Smoking is the single leading cause of preventable disease and premature death in Northern Ireland, killing around 2,300 people each year. It is also one of the primary causes of health inequalities, with smoking prevalence higher among people living in areas of social and economic deprivation.
Diseases caused by smoking
Diseases for which smoking is a major risk factor include cancer, coronary heart disease, strokes and other diseases of the respiratory and circulatory systems.
The harm caused by tobacco smoking also extends to non-smokers through exposure to secondhand smoke, with children and unborn babies being particularly vulnerable.
Ten year tobacco control strategy for Northern Ireland
In February 2012, DoH published the ’10 Year Tobacco Control Strategy for Northern Ireland ‘, the overall aim of which is to create a tobacco-free society. While the strategy targets the entire population, it focuses on three priority groups:
- children and young people
- pregnant women, and their partners, who smoke
- disadvantaged people who smoke
The strategy has three key objectives:
- fewer people smoke
- more smokers quitting
- protection for all against second-hand smoke
A comprehensive action plan has been developed by the Tobacco Strategy Implementation Steering Group (TSISG) to comply with all elements of the strategy.

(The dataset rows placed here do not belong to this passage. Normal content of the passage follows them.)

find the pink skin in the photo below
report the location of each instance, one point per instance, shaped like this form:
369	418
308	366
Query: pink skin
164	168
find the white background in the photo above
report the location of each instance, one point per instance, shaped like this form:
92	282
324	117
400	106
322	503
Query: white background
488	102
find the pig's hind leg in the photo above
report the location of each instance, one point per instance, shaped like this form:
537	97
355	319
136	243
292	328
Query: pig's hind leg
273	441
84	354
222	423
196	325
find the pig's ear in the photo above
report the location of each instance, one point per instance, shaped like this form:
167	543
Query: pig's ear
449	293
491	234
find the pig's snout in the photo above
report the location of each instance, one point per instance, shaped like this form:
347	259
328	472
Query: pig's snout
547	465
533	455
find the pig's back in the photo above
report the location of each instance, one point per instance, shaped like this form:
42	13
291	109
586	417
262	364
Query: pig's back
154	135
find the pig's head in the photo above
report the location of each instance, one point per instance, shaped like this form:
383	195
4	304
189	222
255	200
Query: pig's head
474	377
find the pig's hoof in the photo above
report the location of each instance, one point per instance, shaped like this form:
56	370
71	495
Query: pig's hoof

Non-smoking legislation in Northern Ireland
Legislation banning smoking in workplaces and indoor public places was introduced in Northern Ireland in April 2007 and has proven to be one of the most popular public health initiatives in recent years. The primary purpose of the legislation is to protect employees and the general public from harmful exposure to secondhand smoke. A number of reviews were conducted, at various intervals, to evaluate the impact of the legislation.